The words left her mouth and the air turned ice cold.
Her husband’s face — the man she had loved for six years — twisted with something that wasn’t quite fear. It was recognition.
The ghostly blonde woman in the mirror smiled. She wore the exact silver necklace her sister had been buried in three months ago. The one that vanished from the funeral home.
He reached out slowly, not to comfort his wife, but to touch the glass.
“You weren’t supposed to see that,” he said softly, almost gently.
She backed away until her hips hit the marble sink. “Who is she?”
The apparition stepped forward inside the reflection, even though no one stood behind him in reality. Her dead sister’s face — the same high cheekbones, the same sad eyes — stared back at her with unnatural calmness.
“I tried to protect you,” he continued, voice cracking. “After the accident… your sister didn’t die. Not completely. She found a way back. Through me.”
The woman’s stomach dropped. The late nights. The strange bruises. The way he sometimes smelled like her sister’s perfume.

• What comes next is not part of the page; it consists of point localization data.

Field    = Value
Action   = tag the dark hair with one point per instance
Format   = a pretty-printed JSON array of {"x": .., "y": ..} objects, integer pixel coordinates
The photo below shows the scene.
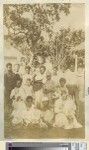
[
  {"x": 19, "y": 79},
  {"x": 28, "y": 67},
  {"x": 8, "y": 64},
  {"x": 29, "y": 97},
  {"x": 43, "y": 67},
  {"x": 62, "y": 80},
  {"x": 56, "y": 67}
]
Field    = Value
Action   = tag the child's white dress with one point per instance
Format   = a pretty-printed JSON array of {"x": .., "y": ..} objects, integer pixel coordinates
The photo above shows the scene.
[
  {"x": 32, "y": 116},
  {"x": 61, "y": 120},
  {"x": 65, "y": 114},
  {"x": 69, "y": 110},
  {"x": 18, "y": 112}
]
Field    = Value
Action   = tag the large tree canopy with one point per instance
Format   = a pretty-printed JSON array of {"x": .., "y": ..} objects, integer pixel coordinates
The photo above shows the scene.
[
  {"x": 25, "y": 33},
  {"x": 25, "y": 24}
]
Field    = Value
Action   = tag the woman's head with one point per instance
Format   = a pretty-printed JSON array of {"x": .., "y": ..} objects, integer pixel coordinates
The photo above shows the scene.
[
  {"x": 19, "y": 82},
  {"x": 29, "y": 101},
  {"x": 42, "y": 69},
  {"x": 62, "y": 81}
]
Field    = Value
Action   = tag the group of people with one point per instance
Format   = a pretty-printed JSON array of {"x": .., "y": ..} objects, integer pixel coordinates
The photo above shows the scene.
[{"x": 43, "y": 96}]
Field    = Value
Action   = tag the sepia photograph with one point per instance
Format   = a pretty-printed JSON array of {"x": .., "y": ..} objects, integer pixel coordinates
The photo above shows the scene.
[{"x": 44, "y": 70}]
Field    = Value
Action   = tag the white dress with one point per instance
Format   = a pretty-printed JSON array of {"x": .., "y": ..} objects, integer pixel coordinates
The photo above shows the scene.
[
  {"x": 48, "y": 116},
  {"x": 18, "y": 112},
  {"x": 16, "y": 92},
  {"x": 69, "y": 110},
  {"x": 61, "y": 120},
  {"x": 32, "y": 115}
]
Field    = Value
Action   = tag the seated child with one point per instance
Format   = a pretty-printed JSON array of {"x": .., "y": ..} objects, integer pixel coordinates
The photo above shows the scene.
[
  {"x": 69, "y": 109},
  {"x": 28, "y": 88},
  {"x": 65, "y": 112},
  {"x": 32, "y": 114},
  {"x": 47, "y": 112},
  {"x": 19, "y": 108},
  {"x": 62, "y": 85}
]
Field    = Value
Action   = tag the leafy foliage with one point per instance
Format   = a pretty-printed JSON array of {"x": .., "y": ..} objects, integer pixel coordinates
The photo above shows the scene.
[{"x": 25, "y": 33}]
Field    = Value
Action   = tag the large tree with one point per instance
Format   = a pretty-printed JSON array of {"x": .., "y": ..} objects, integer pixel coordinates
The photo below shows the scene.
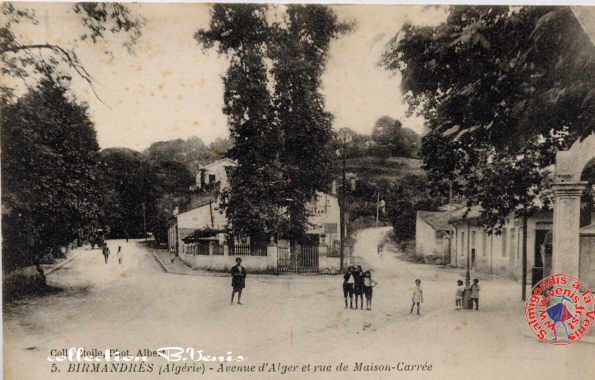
[
  {"x": 299, "y": 52},
  {"x": 392, "y": 139},
  {"x": 49, "y": 166},
  {"x": 278, "y": 124},
  {"x": 18, "y": 55},
  {"x": 502, "y": 90},
  {"x": 241, "y": 32}
]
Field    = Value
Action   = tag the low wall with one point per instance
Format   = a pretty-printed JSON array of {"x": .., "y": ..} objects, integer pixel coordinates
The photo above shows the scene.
[
  {"x": 332, "y": 264},
  {"x": 225, "y": 262}
]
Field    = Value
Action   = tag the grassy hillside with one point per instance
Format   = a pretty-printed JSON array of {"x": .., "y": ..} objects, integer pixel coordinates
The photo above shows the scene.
[{"x": 390, "y": 169}]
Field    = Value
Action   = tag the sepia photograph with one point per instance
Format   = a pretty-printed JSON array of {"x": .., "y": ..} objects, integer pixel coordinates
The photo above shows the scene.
[{"x": 297, "y": 190}]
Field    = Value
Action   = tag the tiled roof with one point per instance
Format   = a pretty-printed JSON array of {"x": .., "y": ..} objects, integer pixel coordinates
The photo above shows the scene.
[{"x": 438, "y": 220}]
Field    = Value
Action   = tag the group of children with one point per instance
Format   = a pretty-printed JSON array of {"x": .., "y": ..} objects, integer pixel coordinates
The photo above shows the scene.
[
  {"x": 474, "y": 294},
  {"x": 418, "y": 296},
  {"x": 106, "y": 252},
  {"x": 359, "y": 283}
]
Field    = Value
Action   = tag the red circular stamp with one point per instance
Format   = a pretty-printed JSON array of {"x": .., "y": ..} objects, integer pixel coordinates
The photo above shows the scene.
[{"x": 560, "y": 309}]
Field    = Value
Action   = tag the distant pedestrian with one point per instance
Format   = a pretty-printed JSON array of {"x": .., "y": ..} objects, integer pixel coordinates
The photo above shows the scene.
[
  {"x": 348, "y": 282},
  {"x": 238, "y": 280},
  {"x": 417, "y": 297},
  {"x": 120, "y": 255},
  {"x": 475, "y": 294},
  {"x": 358, "y": 288},
  {"x": 459, "y": 295},
  {"x": 105, "y": 252},
  {"x": 369, "y": 284}
]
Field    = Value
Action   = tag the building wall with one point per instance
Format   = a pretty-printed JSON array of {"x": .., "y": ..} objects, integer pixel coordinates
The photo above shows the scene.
[
  {"x": 587, "y": 260},
  {"x": 324, "y": 215},
  {"x": 500, "y": 253},
  {"x": 217, "y": 169},
  {"x": 426, "y": 242}
]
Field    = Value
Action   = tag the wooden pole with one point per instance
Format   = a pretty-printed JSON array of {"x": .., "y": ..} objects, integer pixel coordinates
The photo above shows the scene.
[{"x": 524, "y": 291}]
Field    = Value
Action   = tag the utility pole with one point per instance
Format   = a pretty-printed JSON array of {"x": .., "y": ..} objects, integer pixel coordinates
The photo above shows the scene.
[
  {"x": 342, "y": 211},
  {"x": 145, "y": 220},
  {"x": 377, "y": 205},
  {"x": 524, "y": 257}
]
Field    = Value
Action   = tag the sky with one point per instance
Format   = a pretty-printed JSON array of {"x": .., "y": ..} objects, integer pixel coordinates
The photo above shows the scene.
[{"x": 171, "y": 88}]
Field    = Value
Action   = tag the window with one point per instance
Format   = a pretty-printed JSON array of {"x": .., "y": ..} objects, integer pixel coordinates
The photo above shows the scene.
[
  {"x": 513, "y": 242},
  {"x": 504, "y": 243},
  {"x": 462, "y": 243}
]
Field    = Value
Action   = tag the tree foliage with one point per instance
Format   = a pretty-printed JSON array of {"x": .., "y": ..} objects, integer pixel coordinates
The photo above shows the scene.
[
  {"x": 392, "y": 139},
  {"x": 278, "y": 124},
  {"x": 98, "y": 19},
  {"x": 49, "y": 165},
  {"x": 502, "y": 90},
  {"x": 138, "y": 191}
]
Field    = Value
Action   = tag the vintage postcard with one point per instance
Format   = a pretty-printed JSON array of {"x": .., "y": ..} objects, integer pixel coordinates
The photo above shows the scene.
[{"x": 296, "y": 190}]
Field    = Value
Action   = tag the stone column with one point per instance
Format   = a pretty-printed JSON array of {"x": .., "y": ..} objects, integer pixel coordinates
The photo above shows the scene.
[
  {"x": 567, "y": 209},
  {"x": 272, "y": 256}
]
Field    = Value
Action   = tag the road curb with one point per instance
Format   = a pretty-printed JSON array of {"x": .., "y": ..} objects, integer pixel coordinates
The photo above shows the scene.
[{"x": 53, "y": 269}]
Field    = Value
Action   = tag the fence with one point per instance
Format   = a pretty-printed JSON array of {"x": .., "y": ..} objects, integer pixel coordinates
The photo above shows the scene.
[
  {"x": 247, "y": 249},
  {"x": 335, "y": 249},
  {"x": 304, "y": 259}
]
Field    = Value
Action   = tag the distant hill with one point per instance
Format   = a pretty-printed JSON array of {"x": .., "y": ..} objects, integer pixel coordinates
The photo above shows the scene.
[
  {"x": 193, "y": 152},
  {"x": 389, "y": 169}
]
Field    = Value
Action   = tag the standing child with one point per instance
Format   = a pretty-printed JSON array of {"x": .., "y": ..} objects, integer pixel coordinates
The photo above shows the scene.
[
  {"x": 417, "y": 296},
  {"x": 459, "y": 298},
  {"x": 368, "y": 285},
  {"x": 475, "y": 294},
  {"x": 348, "y": 282},
  {"x": 105, "y": 252},
  {"x": 358, "y": 287}
]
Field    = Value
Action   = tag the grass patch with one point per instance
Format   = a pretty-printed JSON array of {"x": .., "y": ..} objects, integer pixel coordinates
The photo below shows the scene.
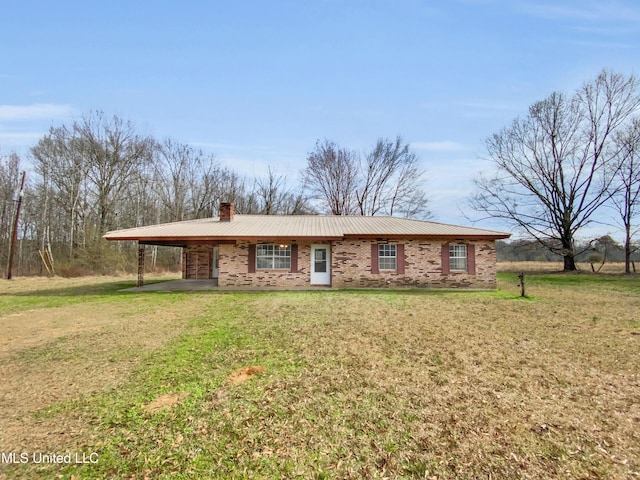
[{"x": 360, "y": 384}]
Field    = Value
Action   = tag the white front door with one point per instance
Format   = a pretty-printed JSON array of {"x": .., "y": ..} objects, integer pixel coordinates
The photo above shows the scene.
[
  {"x": 320, "y": 265},
  {"x": 215, "y": 261}
]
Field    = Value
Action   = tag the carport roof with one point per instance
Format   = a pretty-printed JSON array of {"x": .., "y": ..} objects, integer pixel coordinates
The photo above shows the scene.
[{"x": 296, "y": 227}]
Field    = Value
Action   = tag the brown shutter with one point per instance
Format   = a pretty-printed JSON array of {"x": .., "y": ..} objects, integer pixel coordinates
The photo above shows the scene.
[
  {"x": 374, "y": 258},
  {"x": 400, "y": 259},
  {"x": 445, "y": 258},
  {"x": 294, "y": 258},
  {"x": 471, "y": 259},
  {"x": 252, "y": 258}
]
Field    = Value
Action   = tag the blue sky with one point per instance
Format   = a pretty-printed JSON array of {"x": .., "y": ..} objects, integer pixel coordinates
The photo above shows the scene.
[{"x": 257, "y": 82}]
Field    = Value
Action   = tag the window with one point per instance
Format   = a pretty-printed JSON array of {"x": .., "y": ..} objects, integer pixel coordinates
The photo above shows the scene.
[
  {"x": 387, "y": 256},
  {"x": 273, "y": 257},
  {"x": 458, "y": 258}
]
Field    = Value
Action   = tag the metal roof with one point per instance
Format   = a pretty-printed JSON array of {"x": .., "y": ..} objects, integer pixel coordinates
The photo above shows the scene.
[{"x": 296, "y": 227}]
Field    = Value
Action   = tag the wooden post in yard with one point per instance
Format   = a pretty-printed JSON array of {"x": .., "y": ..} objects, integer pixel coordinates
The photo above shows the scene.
[
  {"x": 14, "y": 237},
  {"x": 140, "y": 265},
  {"x": 522, "y": 289}
]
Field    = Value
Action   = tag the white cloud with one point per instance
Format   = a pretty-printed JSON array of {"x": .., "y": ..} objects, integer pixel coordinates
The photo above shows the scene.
[
  {"x": 445, "y": 146},
  {"x": 37, "y": 111}
]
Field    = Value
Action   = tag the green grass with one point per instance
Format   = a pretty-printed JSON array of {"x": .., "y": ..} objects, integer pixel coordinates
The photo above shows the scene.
[{"x": 361, "y": 384}]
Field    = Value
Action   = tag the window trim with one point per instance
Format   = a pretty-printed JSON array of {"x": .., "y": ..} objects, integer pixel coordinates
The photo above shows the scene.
[
  {"x": 453, "y": 259},
  {"x": 273, "y": 257},
  {"x": 381, "y": 248}
]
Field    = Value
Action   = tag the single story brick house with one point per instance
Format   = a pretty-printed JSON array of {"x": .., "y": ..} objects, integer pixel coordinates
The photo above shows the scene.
[{"x": 326, "y": 251}]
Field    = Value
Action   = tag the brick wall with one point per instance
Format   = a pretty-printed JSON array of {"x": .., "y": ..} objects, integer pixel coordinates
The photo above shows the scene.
[
  {"x": 234, "y": 272},
  {"x": 351, "y": 267},
  {"x": 423, "y": 266},
  {"x": 196, "y": 262}
]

The ghost raised a hand and placed it against the inside of the mirror, right over her husband’s heart. He flinched as if burned.

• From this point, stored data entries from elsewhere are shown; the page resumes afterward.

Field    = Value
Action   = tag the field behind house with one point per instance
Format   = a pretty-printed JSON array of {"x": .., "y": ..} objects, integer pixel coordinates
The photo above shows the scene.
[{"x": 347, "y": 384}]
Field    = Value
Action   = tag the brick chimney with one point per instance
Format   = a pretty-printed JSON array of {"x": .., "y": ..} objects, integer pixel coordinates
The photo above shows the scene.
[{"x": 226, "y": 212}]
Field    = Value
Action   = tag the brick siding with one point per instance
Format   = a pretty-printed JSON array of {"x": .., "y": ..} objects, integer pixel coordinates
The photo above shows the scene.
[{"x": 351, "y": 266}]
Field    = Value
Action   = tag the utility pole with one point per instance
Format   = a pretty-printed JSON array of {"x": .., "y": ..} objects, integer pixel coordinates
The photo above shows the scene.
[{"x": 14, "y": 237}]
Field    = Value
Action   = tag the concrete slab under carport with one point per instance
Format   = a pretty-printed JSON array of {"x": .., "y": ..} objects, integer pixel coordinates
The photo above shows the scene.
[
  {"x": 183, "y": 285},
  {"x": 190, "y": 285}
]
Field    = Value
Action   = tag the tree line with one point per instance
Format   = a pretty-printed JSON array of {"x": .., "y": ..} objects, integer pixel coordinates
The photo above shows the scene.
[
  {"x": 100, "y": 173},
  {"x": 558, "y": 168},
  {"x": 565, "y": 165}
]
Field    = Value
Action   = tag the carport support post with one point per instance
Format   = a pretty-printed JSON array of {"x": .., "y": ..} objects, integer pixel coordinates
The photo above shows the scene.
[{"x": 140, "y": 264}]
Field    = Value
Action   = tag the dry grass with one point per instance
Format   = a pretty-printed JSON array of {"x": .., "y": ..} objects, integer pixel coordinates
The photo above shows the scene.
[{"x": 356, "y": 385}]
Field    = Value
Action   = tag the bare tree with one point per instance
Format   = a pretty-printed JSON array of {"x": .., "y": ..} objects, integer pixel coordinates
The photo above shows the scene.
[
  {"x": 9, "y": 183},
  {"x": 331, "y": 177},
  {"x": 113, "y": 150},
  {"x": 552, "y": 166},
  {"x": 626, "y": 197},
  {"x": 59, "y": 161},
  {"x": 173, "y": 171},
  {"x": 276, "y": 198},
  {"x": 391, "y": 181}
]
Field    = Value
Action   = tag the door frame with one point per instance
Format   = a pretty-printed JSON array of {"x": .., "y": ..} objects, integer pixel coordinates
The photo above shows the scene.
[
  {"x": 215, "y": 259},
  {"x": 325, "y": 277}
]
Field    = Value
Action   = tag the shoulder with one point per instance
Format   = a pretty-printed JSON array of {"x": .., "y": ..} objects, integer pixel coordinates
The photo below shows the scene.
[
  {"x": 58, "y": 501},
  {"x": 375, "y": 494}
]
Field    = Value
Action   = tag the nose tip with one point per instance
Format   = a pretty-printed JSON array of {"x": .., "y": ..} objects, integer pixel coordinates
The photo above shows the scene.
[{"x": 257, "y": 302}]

“She needed a vessel,” he whispered. “Just for a little while. But she keeps wanting more. More time. More of me. More of you.”
The flashlight beam began to flicker. The bathroom lights suddenly buzzed on by themselves, revealing deep scratches on his neck that looked like fingerprints.
Her sister’s ghost tilted her head, lips moving without sound. The words appeared as frost on the mirror:
He belongs to both of us now.
She dropped the phone. It clattered into the sink as the ghostly hand reached through the glass, fingers brushing her husband’s shoulder with real, physical touch.
He looked at his wife one last time, eyes filled with exhausted love and something darker — surrender.
“I’m sorry, baby. I thought I could end it tonight.”
The mirror shattered.
Glass rained down like ice as the blonde woman stepped out of the reflection and into their world, barefoot on the broken shards, wearing nothing but the stolen necklace.
She smiled at her sister with cold affection.
“Hi, sis. I missed you.”
The bathroom door slammed shut behind them.